Ebenso wie Ernährungsberater Niko Rittenau hält er es unbedingt für erforderlich, regelmäßig Vitamin-B12 -Präparate einzunehmen. Riskant findet er vegane Ernährung auch für Kinder. „Für ihr Wachstum brauchen sie relativ viel Eiweiß und mehrfach ungesättigte Fettsäuren.
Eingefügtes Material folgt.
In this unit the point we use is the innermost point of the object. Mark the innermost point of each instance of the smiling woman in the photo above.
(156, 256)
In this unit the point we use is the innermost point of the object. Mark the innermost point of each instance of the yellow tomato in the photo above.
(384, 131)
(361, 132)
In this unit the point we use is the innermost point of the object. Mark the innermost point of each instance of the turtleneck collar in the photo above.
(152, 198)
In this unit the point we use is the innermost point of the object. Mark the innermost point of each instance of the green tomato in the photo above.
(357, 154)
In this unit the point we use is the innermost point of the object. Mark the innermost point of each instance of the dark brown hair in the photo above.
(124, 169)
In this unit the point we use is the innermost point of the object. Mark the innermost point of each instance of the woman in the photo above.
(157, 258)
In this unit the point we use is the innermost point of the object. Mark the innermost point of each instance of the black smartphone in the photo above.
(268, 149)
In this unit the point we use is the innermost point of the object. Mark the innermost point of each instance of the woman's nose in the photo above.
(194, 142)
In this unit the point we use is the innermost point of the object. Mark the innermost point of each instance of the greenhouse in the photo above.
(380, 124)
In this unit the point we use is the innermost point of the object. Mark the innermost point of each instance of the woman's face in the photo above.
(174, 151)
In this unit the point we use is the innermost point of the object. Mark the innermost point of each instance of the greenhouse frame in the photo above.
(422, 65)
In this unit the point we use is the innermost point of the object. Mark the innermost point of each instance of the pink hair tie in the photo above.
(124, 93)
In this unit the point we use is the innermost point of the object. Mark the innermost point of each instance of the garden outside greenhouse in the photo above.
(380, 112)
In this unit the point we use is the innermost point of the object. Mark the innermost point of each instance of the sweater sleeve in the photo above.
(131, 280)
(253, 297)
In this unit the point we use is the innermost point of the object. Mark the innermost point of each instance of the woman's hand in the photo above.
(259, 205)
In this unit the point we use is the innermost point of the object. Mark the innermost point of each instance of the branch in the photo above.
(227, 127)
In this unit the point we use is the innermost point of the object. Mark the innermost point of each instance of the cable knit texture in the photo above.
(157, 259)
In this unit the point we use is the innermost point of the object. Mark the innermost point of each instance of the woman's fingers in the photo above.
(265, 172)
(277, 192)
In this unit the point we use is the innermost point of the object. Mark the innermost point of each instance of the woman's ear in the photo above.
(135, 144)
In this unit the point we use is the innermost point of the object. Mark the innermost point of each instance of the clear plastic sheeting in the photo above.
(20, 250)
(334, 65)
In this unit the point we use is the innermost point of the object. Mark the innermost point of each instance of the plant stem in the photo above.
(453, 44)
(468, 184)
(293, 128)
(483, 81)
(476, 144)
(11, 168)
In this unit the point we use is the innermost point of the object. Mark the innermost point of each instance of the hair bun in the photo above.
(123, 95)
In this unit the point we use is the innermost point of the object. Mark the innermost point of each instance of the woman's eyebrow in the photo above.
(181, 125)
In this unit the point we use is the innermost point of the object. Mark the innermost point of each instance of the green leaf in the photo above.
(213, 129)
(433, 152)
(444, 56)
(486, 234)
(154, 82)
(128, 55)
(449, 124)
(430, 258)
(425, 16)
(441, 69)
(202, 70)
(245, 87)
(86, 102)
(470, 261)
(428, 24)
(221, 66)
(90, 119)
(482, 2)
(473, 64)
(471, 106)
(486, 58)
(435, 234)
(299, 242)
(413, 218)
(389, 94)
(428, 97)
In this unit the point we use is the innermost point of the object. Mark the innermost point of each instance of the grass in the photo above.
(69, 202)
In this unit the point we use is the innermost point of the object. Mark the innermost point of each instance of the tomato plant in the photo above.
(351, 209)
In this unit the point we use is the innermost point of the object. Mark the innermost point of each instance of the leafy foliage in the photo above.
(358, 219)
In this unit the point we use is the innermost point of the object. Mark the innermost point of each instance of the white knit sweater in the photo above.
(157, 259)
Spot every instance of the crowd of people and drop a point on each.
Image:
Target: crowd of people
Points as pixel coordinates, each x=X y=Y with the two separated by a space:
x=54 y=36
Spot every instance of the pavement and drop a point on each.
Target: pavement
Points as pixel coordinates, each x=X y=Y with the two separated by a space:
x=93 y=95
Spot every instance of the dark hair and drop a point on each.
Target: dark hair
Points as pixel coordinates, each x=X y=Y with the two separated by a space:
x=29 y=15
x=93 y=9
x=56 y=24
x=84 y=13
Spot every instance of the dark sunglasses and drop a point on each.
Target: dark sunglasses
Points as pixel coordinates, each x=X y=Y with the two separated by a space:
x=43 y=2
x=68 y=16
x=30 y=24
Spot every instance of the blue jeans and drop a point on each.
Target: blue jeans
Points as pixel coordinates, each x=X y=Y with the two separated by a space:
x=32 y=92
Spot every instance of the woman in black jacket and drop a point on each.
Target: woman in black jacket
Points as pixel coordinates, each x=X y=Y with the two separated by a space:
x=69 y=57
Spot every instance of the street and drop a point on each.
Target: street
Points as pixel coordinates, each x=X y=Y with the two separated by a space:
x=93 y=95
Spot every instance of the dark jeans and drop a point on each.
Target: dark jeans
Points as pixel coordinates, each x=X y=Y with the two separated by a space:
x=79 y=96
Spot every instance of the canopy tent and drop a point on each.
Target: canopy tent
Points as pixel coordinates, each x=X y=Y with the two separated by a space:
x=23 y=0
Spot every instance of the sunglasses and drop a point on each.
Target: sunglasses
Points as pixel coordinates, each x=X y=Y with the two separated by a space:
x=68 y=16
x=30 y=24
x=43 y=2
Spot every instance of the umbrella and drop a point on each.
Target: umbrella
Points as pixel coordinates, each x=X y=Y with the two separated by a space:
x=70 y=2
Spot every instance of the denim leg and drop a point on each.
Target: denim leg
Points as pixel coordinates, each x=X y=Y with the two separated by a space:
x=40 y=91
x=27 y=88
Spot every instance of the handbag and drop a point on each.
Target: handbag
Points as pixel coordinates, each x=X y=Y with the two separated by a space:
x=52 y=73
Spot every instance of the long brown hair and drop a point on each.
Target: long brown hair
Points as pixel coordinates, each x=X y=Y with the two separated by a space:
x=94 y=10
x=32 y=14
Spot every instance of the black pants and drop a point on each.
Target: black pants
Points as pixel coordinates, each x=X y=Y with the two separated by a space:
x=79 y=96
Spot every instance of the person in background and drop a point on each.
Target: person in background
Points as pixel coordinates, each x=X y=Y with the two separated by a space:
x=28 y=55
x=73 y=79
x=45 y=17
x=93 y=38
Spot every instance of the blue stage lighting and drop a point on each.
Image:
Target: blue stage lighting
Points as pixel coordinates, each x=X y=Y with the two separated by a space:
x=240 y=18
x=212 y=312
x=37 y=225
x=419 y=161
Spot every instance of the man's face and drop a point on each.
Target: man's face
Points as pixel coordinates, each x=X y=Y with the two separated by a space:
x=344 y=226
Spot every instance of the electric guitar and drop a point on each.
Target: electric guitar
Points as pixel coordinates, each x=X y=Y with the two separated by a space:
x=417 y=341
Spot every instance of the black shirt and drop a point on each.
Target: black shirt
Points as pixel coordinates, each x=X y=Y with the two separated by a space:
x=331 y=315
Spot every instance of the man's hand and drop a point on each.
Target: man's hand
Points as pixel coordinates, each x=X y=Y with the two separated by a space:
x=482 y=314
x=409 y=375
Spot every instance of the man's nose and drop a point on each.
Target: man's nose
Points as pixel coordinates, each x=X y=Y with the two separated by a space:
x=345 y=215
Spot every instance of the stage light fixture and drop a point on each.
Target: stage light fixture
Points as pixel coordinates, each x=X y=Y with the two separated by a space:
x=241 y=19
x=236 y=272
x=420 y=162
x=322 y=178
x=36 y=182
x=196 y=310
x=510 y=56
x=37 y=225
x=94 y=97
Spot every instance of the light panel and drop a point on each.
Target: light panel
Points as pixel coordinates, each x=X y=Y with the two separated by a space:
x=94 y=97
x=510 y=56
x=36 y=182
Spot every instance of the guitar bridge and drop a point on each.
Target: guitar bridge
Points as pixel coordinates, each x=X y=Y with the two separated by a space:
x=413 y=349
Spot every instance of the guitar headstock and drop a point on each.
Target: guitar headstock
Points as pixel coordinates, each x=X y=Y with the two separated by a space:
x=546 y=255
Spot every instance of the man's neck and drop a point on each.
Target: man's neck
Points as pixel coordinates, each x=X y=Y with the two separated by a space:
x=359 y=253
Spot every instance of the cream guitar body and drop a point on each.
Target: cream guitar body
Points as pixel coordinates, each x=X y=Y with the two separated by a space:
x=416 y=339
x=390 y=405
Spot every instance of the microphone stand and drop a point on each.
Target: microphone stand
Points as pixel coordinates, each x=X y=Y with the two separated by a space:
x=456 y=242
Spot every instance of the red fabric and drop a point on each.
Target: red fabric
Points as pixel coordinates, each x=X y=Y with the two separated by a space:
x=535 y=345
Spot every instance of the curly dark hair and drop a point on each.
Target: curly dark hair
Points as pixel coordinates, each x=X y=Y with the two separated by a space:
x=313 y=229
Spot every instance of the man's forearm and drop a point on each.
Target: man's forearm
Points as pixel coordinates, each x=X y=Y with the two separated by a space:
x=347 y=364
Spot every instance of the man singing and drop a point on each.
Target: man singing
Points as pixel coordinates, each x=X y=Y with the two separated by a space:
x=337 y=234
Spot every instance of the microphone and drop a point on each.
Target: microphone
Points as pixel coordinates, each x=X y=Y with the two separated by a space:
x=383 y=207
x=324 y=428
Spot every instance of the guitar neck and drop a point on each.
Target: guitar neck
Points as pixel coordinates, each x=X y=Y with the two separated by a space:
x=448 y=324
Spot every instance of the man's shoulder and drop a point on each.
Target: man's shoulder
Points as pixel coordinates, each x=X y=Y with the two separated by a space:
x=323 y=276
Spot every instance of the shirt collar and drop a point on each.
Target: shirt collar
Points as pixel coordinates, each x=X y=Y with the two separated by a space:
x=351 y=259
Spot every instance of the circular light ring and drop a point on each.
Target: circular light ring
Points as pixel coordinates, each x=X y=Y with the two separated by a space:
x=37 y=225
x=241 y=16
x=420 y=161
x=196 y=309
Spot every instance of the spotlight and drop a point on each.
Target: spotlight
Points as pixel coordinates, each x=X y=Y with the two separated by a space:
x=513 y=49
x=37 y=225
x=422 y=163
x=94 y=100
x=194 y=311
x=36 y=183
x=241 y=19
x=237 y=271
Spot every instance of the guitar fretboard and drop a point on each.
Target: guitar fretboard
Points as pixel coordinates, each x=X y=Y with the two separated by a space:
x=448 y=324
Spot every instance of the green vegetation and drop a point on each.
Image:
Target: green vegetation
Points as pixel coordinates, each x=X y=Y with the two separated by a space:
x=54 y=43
Das ist mit veganer Kost machbar, aber nicht einfach“, sagt Heseker.
Bedenklich findet es der Forscher auch, wenn Veganer sich ohne medizinische Notwendigkeit zusätzlich für einen Verzicht auf Gluten entscheiden, ein Eiweiß, das in Weizen und vielen anderen Getreidearten enthalten ist. „Je mehr Lebensmittel auf der Tabuliste stehen, desto problematischer wird es“, sagt der Forscher.
Gesundheitsfreaks finden sich doch so einige unter den Veganern
Grundsätzlich habe der bevorzugte Verzehr pflanzlicher Lebensmittel, insbesondere von Gemüse und Obst, aber viele Vorteile. „Zahlreiche Studien belegen, dass eine solche Kost Übergewicht vorbeugt und das Risiko für Krankheiten wie Diabetes, Bluthochdruck sowie einige Herzleiden und Krebsarten senkt“, sagt Heseker.
Vegetarier und Veganer schneiden in vergleichenden Untersuchungen meist besonders gut ab. „Das hat aber auch damit zu tun, dass sie insgesamt meist gesünder leben und zum Beispiel seltener rauchen, weniger Alkohol trinken und sich mehr bewegen“, sagt der Forscher.
Das mit den Gesundheitsaposteln ist sicher ein Klischee. Gesundheitsfreaks finden sich aber doch so einige unter den Veganern. Und das ist im Grunde nur gut in einem Land, in dem die Mehrheit der Bevölkerung immer wieder als zu dick und zu träge gescholten wird.